ANTWORT: Ein Testament, in dem ein Tier als Erbe festgesetzt wurde, wäre aus juristischer Sicht unwirksam und die gesetzliche Erbfolge würde automatisch greifen. "Denn nach deutschem Recht können nur Menschen oder juristische Personen wie zum Beispiel Gesellschaften oder Stiftungen erben", erklärt Rechtsanwalt Alexander P. Taubitz.

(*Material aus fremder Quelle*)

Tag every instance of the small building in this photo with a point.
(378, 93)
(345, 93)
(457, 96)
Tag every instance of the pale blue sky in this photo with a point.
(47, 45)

Ein Tier wird vom deutschen Gesetz als Sache behandelt und ist deswegen weder erbfähig noch rechtsfähig. Es kann niemals zum Träger von Eigentumsrechten werden – selbst wenn der Erblasser dem Haustier mangels anderer Angehöriger gewissermaßen der Status eines Familienmitglieds eingeräumt hat.

Dennoch gibt es zumindest drei Möglichkeiten für einen Haustierhalter, die Versorgung des Tieres nach dem eigenen Tode kraft eines Testaments sicherzustellen:

1. Man entscheidet sich für einen Erben, dem neben dem Vermögen auch das Tier hinterlassen werden soll und formuliert möglichst genaue Auflagen, die bei der Haltung eingehalten werden müssen. Das Testament wird zwar zugunsten eines oder mehrerer Menschen aufgesetzt - aber verbunden mit der verpflichtenden Auflage, sich um das Haustier zu kümmern. Zur zusätzlichen Sicherheit, dass mit dem Tier auch entsprechend pfleglich umgegangen und wirklich alles für sein Wohl getan wird, kann man den Zugriff auf das Erbe für die damit bedachte Pflegeperson einfach auf die Zeit begrenzen, die das Tier noch lebt. Hierbei ist es ratsam auch einen Testamentsvollstrecker zu bestimmen (z.B. ein Anwalt), der diese regelmäßig kontrolliert.

2. Es wird eine vertrauenswürdige Person als Tierpfleger ernannt, der für die gewünschte Versorgung des Tieres eine monatliche, möglichst konkret bezeichnete, Vergütung erhält. Und dieser "Pflegevertrag" ist natürlich hinfällig, wenn das Tier stirbt.

3. Das Geld wird einer Tierschutzorganisation gespendet, die sich mit der Annahme des Geldes verpflichtet, sich um den hinterbliebenen Vierbeiner zu kümmern. Immerhin ist es ein Gebot des Tierschutzes, für eine angemessene Versorgung der Haustiere zu sorgen, die zur Hinterlassenschaft eines Verstorbenen gehören.